For that budget this could be the best choice: http://www.digitalcamera-hq.com/canon-powershot-a75-reviews.html
I played around with a Powershot A75 and I liked it. The colours are very natural, the AI-focus is incredible, the 3x optical zoom is enough for most situations, it's easy to work with (even with advanced settings) and the batteries last pretty long time.
3.2 megapixels is enough for everyday applications. I printed a photo taken by this Powershot on a A3 paper and the result was an incredibly sharp picture.


> it says it interapolated


The interpolated resolution is just for marketing purposes, just the effective pixel number counts.


----------



## Praetor (Sep 23, 2004)

> ones you see on ebay with like 12 mega pixel is that BS or is that for real cause it says it interapolated?


Well read it to be sure!  The Canon Rebels arent that horribly unaffordable for their performance either


----------



## Lorand (Sep 23, 2004)

In fact the "effective pixels" too require some interpolation. The CCD's pixels are monochrome ones, so of the total number of pixels 1/4 are senzitive only to red, 1/4 to blue and 1/2 to green (green is doubled because the human eye is also more sensitive to green than to other colours). So a 3.2 megapixel camera has 800,000 red, 800,000 blue and 1,600,000 green pixels. After taking the shot the camera's software interpolates the data and produces a 3.2 megapixel RGB image. Now imagine that the built-in program performs another interpolation and produces a 6.4 megapixel image from that. Weird, isn't it? But the "6.4 megapixel (interpolated)" specification looks better than the bare "3.2 megapixel".

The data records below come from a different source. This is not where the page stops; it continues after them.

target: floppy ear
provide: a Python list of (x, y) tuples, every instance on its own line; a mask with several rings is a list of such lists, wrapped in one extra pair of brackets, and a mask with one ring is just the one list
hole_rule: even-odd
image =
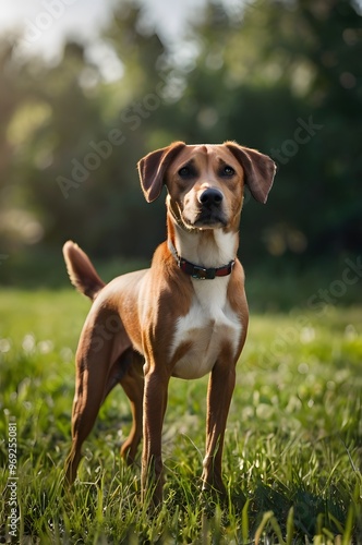
[(166, 171), (184, 146), (184, 142), (173, 142), (170, 146), (152, 152), (138, 161), (141, 185), (147, 203), (159, 197)]
[(277, 170), (274, 160), (256, 149), (239, 146), (234, 142), (225, 142), (225, 145), (244, 169), (245, 183), (249, 185), (253, 197), (265, 204)]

Besides resolution there are a lot of specifications that worth comparing when buying a digital camera: auto and manual focus possibility, program and manual exposure, file format, ISO range, max and min exposure time, lens aperture, lens manufacturer, etc., etc.
I saw a 4 megapixel Fuji Finepix that produced worst images than my entry level 2.3 megapixel HP Photosmart, so resolution is not the main issue...


----------